Success doesn’t always have to do with what people ordinarily imagine.
It’s not about your titles or degrees, whether noble or academic, nor about the blood you inherit or the school where you studied.
It’s not about the dimensions of your house, about how many cars fit in your garage, or if they are the latest models.
It’s not about whether you are a prominent member of social clubs, or if you are written up in the newspapers.
It has nothing to do with the power you command or if you are a good administrator, if you speak well or if the spotlight follows you when you do so.
It’s not the technology that you use, no matter how brilliant and advanced.

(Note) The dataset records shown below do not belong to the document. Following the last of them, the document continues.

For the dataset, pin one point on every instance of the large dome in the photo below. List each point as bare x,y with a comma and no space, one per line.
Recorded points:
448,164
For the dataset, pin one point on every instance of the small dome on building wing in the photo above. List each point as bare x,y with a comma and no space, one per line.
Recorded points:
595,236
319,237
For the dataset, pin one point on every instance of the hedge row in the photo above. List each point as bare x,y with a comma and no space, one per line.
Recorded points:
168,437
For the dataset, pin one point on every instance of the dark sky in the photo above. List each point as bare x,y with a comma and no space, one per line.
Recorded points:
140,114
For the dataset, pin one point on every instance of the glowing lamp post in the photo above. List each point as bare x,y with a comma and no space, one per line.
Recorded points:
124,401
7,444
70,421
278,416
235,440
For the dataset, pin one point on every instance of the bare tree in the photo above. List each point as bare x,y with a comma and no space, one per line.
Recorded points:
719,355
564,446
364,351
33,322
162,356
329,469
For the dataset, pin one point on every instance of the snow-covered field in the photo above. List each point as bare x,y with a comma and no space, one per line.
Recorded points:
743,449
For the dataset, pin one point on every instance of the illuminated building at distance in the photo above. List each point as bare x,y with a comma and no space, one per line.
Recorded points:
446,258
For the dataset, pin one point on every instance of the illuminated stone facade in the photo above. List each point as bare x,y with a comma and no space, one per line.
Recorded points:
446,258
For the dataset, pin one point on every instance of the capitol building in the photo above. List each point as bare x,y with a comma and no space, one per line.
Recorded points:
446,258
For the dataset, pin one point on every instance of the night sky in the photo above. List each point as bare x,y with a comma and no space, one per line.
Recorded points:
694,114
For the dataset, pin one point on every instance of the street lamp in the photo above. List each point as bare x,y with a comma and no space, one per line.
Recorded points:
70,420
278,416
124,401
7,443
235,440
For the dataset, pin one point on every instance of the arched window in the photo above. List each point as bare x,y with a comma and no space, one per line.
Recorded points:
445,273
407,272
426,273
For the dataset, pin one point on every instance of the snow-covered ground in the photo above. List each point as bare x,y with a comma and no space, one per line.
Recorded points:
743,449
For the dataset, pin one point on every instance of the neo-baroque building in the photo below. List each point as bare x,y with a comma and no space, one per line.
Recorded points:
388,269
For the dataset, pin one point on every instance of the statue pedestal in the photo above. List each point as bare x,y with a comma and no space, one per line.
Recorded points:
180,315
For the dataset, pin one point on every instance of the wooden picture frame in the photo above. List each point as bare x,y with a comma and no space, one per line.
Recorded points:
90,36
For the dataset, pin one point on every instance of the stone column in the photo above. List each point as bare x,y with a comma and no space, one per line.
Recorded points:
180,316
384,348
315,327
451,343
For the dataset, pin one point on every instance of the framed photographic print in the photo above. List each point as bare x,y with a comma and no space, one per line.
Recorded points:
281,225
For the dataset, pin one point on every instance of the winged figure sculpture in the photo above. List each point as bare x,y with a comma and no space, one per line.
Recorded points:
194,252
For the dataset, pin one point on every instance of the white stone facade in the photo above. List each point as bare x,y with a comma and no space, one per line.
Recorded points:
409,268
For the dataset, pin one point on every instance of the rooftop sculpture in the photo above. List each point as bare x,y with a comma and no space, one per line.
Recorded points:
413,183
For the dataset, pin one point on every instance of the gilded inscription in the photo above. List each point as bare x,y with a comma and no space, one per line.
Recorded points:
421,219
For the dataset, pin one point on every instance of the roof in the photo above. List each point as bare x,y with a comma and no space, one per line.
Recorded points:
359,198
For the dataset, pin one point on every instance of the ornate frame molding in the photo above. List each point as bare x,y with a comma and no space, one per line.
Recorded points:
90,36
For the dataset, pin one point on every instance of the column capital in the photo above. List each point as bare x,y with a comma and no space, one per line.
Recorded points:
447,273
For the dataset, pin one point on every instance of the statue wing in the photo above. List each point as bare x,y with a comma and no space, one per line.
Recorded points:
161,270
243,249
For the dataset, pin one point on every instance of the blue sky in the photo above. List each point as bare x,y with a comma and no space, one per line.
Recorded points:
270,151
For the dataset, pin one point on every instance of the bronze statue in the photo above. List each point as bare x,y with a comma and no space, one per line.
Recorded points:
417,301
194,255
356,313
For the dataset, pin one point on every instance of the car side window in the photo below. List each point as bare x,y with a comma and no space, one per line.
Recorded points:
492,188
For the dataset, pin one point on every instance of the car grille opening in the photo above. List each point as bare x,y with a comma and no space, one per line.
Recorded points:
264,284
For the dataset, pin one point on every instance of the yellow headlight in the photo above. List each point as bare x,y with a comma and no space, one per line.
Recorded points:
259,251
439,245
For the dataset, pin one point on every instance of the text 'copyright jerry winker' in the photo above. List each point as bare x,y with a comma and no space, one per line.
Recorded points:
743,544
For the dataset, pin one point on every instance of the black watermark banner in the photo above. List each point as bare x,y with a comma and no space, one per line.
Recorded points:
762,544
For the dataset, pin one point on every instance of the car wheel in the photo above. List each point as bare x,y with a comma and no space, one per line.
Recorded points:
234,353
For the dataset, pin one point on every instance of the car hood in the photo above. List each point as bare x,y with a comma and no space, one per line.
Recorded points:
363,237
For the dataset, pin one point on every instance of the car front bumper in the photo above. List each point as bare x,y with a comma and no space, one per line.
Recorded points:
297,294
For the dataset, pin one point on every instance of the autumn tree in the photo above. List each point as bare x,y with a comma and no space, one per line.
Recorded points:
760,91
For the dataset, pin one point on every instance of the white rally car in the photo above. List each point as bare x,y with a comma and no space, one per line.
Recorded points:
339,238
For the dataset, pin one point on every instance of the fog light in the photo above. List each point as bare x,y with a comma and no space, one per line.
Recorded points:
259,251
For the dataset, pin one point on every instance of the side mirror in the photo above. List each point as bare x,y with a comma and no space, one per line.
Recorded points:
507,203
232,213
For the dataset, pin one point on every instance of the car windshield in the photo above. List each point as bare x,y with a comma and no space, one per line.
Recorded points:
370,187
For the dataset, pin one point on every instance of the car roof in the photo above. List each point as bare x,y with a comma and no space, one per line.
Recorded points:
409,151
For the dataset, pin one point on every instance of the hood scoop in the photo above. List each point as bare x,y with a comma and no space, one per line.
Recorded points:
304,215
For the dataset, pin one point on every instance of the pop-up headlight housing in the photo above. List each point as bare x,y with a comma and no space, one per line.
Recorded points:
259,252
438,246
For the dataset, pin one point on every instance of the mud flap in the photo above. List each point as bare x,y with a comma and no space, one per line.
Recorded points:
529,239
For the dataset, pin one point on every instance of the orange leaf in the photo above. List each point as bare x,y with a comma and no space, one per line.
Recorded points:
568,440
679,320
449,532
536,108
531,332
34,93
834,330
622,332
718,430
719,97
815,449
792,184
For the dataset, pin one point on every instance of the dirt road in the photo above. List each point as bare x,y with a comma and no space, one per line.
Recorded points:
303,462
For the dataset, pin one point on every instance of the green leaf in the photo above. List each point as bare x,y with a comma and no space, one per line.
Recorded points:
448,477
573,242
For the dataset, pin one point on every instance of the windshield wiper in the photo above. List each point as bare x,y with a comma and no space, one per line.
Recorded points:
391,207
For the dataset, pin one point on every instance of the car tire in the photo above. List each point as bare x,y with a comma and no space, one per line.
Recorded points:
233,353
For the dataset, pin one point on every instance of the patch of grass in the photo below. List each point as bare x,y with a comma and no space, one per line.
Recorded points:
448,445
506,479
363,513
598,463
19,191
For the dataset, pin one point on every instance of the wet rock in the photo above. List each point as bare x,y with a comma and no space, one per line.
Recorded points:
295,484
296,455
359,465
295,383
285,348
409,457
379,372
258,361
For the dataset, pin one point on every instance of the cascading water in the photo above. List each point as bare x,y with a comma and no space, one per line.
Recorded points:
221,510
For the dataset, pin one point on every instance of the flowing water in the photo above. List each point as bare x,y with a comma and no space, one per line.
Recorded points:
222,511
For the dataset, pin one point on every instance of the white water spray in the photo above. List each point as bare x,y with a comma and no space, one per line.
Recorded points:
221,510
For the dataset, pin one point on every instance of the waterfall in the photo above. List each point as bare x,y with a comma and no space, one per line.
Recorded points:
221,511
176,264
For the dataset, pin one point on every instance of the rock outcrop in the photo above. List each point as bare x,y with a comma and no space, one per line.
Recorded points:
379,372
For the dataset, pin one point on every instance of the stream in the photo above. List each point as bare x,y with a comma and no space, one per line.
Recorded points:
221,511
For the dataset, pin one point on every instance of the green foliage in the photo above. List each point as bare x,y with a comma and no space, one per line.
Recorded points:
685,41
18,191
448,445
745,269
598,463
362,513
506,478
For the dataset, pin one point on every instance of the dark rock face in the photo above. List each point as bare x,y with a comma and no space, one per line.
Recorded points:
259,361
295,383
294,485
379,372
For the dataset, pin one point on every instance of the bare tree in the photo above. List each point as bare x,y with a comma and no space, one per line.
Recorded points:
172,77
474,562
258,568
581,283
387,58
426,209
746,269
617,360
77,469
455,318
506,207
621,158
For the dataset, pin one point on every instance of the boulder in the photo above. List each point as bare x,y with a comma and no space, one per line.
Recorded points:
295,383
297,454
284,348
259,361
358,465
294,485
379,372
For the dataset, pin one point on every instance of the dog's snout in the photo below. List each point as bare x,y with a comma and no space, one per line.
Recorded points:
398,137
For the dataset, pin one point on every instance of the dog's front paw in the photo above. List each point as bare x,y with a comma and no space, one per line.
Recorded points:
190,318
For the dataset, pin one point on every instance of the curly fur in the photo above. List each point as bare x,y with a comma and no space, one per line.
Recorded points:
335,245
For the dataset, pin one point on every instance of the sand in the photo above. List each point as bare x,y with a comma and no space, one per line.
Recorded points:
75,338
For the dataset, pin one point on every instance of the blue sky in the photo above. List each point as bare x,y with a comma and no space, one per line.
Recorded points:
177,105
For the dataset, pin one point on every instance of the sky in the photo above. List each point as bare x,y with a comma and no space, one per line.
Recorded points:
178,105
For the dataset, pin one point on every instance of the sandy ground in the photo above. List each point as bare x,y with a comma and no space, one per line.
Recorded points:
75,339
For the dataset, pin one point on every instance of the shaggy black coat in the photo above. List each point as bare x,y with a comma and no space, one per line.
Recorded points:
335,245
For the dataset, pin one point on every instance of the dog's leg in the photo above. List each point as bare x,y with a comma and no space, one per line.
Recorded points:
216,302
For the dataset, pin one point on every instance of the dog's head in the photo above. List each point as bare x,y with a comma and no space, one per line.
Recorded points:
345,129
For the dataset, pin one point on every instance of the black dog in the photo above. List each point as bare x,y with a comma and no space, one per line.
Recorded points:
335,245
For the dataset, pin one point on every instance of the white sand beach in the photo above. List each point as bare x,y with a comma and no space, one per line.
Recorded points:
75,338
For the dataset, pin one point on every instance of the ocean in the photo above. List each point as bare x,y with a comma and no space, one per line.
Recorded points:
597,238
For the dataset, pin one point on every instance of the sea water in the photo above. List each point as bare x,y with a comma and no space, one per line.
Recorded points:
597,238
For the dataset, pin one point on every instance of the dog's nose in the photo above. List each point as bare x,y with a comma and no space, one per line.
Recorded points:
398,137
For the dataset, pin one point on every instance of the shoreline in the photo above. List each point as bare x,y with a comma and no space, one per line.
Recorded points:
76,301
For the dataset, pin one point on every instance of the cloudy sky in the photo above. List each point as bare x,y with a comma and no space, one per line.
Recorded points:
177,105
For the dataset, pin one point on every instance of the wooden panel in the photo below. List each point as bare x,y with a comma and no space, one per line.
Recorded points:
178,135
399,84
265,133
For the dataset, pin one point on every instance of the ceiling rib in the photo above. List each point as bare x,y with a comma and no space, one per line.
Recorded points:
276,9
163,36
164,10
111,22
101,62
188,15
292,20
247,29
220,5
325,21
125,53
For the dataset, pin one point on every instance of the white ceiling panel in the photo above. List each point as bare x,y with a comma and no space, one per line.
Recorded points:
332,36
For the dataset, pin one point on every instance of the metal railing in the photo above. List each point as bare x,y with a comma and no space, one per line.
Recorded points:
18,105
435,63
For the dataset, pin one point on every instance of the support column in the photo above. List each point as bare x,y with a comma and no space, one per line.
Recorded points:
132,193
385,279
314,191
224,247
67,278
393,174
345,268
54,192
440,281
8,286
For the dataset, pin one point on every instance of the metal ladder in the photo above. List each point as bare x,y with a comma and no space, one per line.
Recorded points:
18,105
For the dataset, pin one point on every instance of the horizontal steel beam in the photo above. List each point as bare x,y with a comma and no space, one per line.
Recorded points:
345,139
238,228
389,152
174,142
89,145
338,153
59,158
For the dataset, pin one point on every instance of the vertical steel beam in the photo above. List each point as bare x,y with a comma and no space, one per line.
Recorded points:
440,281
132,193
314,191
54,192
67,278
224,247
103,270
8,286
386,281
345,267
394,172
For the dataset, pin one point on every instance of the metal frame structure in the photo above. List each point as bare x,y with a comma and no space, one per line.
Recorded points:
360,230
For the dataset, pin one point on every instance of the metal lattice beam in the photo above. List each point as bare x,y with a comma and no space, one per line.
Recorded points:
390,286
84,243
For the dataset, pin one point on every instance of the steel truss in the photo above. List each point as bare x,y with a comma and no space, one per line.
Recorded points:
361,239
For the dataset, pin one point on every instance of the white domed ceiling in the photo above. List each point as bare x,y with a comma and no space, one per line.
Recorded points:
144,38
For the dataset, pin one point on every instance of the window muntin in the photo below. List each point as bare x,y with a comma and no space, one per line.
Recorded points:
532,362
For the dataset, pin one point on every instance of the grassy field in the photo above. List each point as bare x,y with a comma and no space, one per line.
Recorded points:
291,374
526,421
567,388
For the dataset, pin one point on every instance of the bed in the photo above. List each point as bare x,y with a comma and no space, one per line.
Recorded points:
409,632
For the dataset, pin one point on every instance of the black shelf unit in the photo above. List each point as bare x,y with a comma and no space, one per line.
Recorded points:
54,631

It doesn’t come from the clothes that you use, nor does it matter if you have a timeshare or go to the border often, or if you have dazzling letters after your name to define your status in the social mirror.
It doesn’t matter if you are an entrepreneur, if you speak many languages, if you are attractive, young or old.
Comes from how many people smile at you, how many people you love and how many admire your sincerity and the humility of your spirit.
It’s about whether they remember you after you go.
It refers to how many people you help, how many you avoid hurting, and whether or not you bear malice in your heart.
It’s about whether you always included your dreams in your triumphs.
Whether you built your success on the misfortune of others, whether your achievements injure your fellow man.
It has to do with your inclusion with others, not your control over them;
Your openness to others, not your façade before them.
It’s about whether you used your head as much as your heart;
If you were self-centered or generous, if you loved nature and children and were concerned for the elderly.
It’s about your goodness, your desire to serve, your capacity to listen and your values.
It has nothing to do with how many people follow you, rather with how many really love you.
It has nothing to do with transmitting everything, rather with how many people believe you;
It is about if you are happy or if you simply pretend to be.
It’s about balance, about justice, about the good that leads to well-being.
It’s about your clean conscience, your undefeated dignity, your desire to be more, not to have more.